Here we define a Ray actor (ModelWorker) that loads the checkpointed ResNet-18 onto a GPU and serves inference requests.
Initialization (
__init__):Reads the checkpoint directory using
checkpoint.as_directory().Loads the model weights into a fresh ResNet-18.

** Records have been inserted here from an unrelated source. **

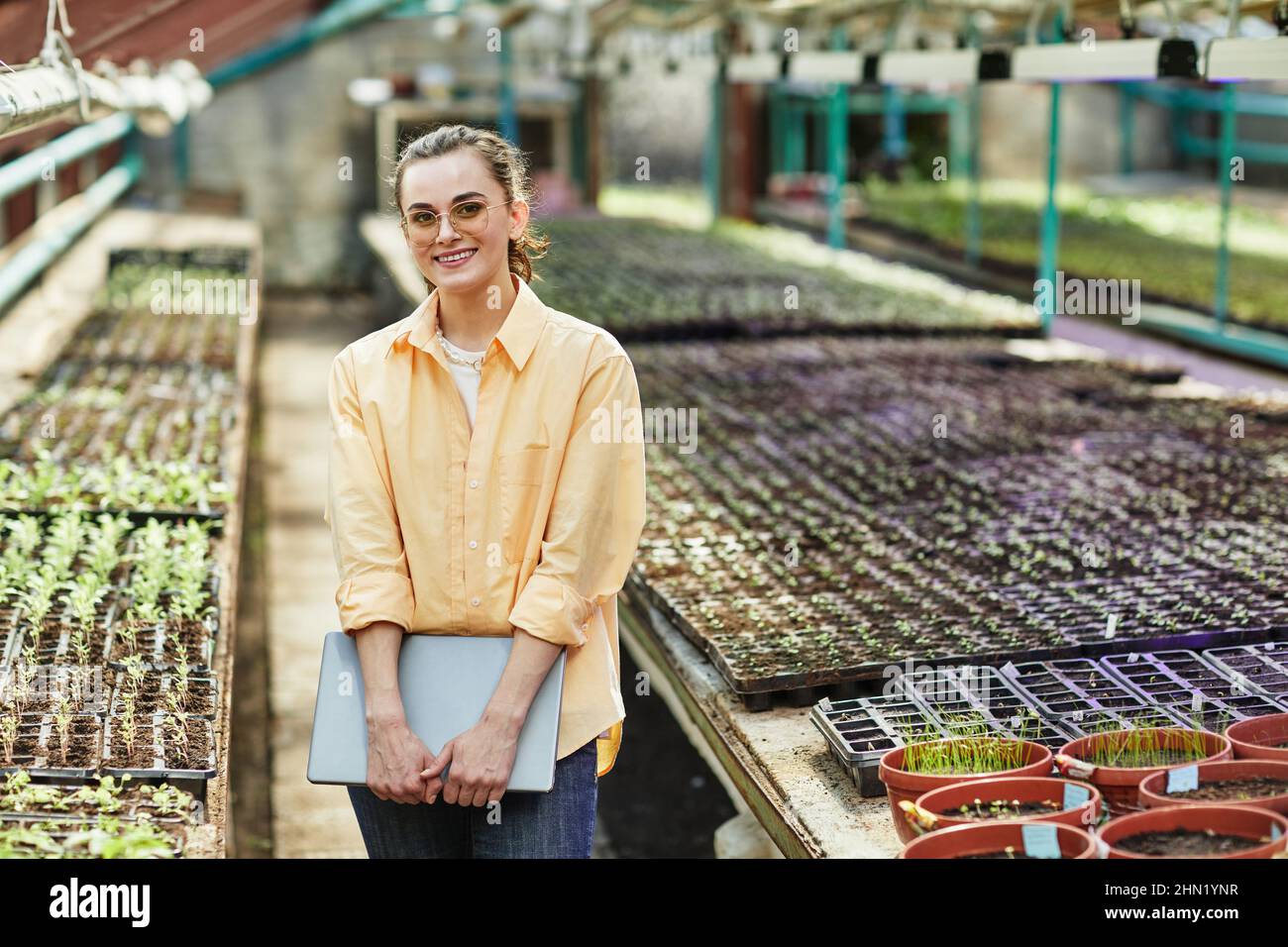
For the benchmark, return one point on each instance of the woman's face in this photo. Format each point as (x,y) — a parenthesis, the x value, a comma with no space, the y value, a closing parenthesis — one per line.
(437,184)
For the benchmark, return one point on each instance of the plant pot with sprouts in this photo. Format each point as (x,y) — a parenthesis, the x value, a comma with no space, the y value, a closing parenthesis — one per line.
(909,772)
(1260,738)
(1197,831)
(1003,840)
(1117,762)
(1037,799)
(1262,784)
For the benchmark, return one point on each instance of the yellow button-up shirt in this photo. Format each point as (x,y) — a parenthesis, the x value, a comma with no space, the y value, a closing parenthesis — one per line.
(529,522)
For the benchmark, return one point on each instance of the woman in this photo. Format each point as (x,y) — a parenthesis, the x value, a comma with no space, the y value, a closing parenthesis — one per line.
(477,488)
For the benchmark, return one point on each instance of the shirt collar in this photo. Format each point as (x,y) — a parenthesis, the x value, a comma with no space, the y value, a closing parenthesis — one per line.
(518,334)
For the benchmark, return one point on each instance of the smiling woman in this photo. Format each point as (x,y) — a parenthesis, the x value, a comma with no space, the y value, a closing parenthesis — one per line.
(469,495)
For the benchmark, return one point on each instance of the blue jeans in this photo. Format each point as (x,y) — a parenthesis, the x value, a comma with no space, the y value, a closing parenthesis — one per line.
(559,823)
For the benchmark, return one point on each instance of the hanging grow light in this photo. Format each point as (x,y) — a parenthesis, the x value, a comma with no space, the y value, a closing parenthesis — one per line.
(1106,60)
(1243,59)
(941,65)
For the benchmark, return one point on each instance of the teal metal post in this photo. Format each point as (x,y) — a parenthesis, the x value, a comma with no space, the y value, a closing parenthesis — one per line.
(1127,128)
(579,140)
(715,142)
(1051,215)
(509,116)
(958,136)
(896,137)
(974,228)
(837,151)
(776,129)
(1222,303)
(181,154)
(794,153)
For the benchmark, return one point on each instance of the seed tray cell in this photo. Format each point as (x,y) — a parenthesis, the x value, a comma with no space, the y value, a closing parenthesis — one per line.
(861,731)
(1258,668)
(64,831)
(1060,688)
(1172,677)
(1085,724)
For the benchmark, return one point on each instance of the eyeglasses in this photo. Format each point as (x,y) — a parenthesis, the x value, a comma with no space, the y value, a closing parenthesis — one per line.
(468,217)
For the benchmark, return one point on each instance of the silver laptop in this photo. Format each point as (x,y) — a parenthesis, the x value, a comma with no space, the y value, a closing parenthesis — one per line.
(446,682)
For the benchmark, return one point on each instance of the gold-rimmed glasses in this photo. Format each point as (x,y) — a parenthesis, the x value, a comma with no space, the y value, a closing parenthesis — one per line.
(468,217)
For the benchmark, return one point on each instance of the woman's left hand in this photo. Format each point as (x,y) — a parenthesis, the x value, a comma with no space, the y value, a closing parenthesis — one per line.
(481,759)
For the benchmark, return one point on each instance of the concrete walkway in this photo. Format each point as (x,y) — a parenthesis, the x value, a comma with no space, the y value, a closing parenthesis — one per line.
(301,335)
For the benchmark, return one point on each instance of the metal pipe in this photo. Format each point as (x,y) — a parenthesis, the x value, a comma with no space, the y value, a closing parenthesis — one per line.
(335,20)
(29,167)
(29,263)
(34,95)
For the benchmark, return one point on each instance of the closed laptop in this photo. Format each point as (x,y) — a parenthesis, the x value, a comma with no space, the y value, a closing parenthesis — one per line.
(446,682)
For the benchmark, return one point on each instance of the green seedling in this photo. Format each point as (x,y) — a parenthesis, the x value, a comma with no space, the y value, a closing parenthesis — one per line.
(8,736)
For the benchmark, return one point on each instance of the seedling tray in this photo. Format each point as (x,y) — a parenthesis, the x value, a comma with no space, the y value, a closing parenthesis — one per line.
(1087,723)
(983,696)
(861,731)
(1180,678)
(127,813)
(154,731)
(43,759)
(1260,669)
(205,685)
(1072,685)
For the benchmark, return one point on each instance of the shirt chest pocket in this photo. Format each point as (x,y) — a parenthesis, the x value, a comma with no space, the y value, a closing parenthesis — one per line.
(522,474)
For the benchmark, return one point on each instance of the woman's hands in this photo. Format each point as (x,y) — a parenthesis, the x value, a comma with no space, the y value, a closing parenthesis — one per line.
(395,758)
(481,762)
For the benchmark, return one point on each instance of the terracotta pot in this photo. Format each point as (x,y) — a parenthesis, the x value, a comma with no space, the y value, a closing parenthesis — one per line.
(984,838)
(1223,819)
(939,808)
(1153,789)
(1121,785)
(902,787)
(1260,738)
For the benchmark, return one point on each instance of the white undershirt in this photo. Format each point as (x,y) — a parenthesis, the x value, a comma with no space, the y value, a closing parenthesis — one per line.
(467,379)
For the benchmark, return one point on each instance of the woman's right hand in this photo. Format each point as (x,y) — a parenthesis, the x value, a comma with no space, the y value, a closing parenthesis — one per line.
(395,758)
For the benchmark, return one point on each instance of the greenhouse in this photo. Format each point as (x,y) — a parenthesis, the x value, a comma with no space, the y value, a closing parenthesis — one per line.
(645,429)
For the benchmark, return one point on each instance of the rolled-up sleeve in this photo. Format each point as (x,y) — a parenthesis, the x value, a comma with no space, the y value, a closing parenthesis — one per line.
(375,583)
(596,513)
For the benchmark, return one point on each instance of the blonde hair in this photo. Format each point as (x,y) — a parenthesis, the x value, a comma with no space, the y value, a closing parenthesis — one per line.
(509,169)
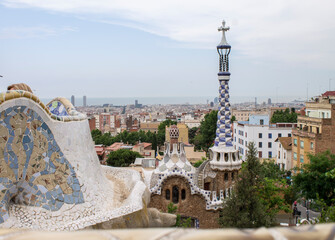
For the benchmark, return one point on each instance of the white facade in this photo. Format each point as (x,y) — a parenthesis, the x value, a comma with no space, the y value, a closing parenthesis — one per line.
(264,137)
(284,156)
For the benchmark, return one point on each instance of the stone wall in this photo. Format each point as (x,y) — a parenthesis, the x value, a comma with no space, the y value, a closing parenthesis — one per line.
(192,206)
(50,176)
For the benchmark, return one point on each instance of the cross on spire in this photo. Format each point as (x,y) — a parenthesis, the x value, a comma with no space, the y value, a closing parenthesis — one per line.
(223,43)
(223,28)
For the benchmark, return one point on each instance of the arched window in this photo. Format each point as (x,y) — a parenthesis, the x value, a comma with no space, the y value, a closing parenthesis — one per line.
(167,194)
(226,157)
(175,194)
(183,194)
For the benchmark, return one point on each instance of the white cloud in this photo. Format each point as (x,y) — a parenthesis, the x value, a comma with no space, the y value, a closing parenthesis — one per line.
(32,32)
(287,31)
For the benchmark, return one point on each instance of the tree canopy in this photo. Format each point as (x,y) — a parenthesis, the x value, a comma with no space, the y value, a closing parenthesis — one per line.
(161,130)
(287,116)
(257,195)
(315,179)
(203,136)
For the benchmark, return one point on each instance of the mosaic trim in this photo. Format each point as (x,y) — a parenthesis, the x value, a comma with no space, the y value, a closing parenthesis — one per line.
(211,204)
(223,131)
(57,108)
(14,94)
(33,169)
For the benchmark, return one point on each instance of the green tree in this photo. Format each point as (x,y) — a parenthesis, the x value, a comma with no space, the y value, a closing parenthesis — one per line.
(245,208)
(315,179)
(161,131)
(327,212)
(257,197)
(192,133)
(122,158)
(287,116)
(271,170)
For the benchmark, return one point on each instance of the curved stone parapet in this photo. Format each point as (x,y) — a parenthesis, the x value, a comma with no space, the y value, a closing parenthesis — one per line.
(70,113)
(50,176)
(64,110)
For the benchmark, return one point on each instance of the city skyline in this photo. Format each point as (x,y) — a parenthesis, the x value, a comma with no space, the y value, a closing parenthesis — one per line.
(117,49)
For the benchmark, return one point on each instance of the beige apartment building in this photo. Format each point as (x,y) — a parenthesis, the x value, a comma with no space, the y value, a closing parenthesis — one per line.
(315,132)
(243,115)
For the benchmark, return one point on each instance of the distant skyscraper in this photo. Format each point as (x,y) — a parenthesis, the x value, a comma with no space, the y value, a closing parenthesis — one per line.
(72,100)
(84,101)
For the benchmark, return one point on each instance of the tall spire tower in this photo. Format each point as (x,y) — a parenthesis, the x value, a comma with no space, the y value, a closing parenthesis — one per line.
(223,154)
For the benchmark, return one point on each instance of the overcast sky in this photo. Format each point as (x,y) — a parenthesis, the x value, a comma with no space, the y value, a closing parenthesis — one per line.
(154,48)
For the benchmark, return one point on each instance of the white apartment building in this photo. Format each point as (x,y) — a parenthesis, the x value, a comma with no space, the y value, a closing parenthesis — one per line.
(259,130)
(284,155)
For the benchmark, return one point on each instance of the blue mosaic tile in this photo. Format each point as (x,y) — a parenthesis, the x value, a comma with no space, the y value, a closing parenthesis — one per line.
(34,176)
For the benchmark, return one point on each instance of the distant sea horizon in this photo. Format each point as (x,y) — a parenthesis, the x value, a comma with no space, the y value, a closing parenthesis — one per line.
(119,101)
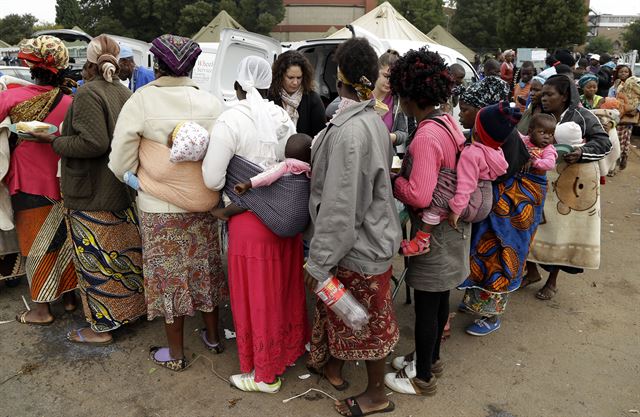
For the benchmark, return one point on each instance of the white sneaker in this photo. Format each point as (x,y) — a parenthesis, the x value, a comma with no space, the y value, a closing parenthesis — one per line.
(401,362)
(404,384)
(247,383)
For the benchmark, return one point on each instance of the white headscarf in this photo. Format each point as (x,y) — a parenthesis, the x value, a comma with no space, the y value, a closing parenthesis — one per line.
(255,73)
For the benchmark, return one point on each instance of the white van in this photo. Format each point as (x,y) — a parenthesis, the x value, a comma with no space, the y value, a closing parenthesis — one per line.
(235,45)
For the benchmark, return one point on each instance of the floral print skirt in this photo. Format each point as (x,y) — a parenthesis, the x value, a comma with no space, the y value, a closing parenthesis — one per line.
(332,337)
(182,264)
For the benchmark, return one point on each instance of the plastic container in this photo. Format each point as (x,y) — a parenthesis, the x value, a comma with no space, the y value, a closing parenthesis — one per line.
(342,303)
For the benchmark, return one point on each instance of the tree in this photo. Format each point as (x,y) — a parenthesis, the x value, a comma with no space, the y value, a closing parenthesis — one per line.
(424,14)
(600,45)
(68,13)
(194,16)
(15,27)
(547,24)
(631,36)
(475,23)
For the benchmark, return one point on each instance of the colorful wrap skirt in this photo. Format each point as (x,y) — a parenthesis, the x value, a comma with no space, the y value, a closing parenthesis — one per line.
(182,264)
(500,244)
(332,337)
(108,258)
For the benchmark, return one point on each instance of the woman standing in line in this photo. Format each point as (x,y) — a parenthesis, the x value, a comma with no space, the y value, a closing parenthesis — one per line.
(33,183)
(100,214)
(180,251)
(293,89)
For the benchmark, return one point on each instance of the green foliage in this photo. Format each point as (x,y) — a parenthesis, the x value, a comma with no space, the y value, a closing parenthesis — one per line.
(631,36)
(68,13)
(194,16)
(599,45)
(15,27)
(474,23)
(545,23)
(423,14)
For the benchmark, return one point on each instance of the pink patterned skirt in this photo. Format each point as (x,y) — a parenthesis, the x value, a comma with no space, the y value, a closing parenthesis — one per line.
(267,293)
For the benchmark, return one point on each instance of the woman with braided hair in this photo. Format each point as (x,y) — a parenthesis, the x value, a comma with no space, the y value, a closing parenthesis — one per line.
(422,80)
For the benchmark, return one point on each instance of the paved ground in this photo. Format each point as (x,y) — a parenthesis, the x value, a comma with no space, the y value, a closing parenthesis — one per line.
(577,355)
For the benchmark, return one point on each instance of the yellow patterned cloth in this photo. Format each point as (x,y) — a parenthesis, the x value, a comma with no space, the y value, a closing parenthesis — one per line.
(46,52)
(108,259)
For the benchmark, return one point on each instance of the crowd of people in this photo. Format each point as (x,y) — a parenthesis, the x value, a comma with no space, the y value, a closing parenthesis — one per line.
(123,203)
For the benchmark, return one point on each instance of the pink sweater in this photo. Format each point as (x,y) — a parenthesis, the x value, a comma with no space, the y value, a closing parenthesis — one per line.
(541,158)
(433,147)
(271,175)
(477,162)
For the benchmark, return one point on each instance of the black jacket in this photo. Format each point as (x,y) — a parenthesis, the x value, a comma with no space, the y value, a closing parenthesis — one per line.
(311,113)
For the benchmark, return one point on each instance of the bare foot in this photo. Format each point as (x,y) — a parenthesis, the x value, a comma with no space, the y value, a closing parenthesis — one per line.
(86,335)
(366,404)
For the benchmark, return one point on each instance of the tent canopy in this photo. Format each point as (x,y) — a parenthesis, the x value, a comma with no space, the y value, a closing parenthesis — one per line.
(443,37)
(386,23)
(211,32)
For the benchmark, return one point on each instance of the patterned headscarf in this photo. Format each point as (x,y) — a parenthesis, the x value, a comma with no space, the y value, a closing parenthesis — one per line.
(47,52)
(585,79)
(484,93)
(178,53)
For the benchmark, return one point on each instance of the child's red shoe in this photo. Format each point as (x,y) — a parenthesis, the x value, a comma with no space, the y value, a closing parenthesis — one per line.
(419,245)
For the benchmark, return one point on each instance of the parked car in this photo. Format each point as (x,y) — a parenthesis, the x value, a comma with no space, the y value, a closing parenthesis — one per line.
(19,72)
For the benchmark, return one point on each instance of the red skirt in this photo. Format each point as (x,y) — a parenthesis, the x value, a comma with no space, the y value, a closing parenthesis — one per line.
(266,288)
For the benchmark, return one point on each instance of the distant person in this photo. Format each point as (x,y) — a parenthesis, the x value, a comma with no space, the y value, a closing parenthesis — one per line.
(522,88)
(594,64)
(507,68)
(138,76)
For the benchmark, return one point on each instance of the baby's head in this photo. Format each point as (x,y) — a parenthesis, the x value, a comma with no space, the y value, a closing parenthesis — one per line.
(541,129)
(569,133)
(298,147)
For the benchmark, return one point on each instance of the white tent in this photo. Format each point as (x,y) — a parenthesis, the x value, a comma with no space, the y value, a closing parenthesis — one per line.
(386,23)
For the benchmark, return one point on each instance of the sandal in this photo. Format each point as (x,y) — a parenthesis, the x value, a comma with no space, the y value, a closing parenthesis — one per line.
(546,293)
(216,348)
(83,341)
(355,410)
(339,387)
(175,365)
(22,318)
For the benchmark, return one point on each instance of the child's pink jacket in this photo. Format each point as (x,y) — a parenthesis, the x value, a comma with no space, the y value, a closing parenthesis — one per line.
(271,175)
(477,162)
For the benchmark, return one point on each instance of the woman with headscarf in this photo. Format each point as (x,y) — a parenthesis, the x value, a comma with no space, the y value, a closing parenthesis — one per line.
(180,250)
(500,243)
(626,89)
(569,238)
(293,89)
(32,179)
(588,83)
(101,219)
(265,270)
(356,232)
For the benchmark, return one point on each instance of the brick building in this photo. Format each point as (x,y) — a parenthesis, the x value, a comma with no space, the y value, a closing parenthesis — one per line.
(309,19)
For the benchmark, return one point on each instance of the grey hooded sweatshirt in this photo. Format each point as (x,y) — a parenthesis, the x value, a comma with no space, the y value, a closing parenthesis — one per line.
(355,223)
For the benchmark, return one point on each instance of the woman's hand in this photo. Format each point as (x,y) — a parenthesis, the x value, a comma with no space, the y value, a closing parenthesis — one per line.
(573,157)
(42,137)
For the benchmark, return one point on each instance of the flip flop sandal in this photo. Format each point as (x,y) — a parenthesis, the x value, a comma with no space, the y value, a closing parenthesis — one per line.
(81,340)
(22,318)
(340,387)
(355,410)
(217,348)
(176,365)
(546,293)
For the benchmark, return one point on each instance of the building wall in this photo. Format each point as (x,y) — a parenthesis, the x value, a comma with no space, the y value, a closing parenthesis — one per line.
(308,19)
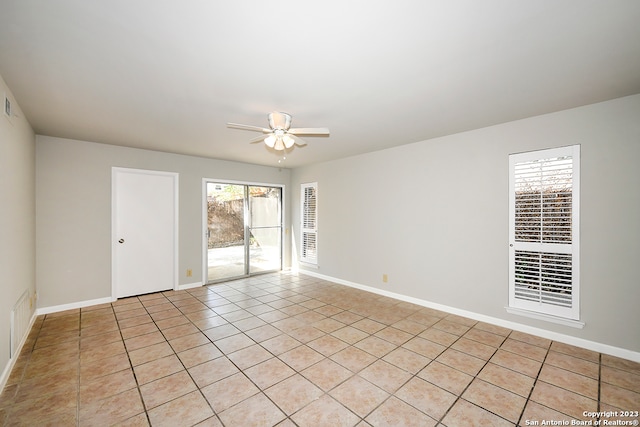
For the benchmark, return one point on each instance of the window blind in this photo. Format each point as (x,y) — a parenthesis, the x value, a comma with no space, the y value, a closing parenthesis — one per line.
(309,232)
(543,232)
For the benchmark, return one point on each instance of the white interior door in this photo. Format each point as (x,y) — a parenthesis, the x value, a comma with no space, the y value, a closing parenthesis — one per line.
(144,231)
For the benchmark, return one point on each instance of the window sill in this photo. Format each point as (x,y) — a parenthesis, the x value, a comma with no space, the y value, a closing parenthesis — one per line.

Moves the model to GPU and sets it to evaluation mode.
Prediction (
predict):Accepts either a single image (
[C,H,W]) or a batch ([B,C,H,W]).Ensures the tensor is correctly shaped and moved to GPU.
Runs inference in
torch.inference_mode()for efficiency.Returns the predicted class indices as a Python list.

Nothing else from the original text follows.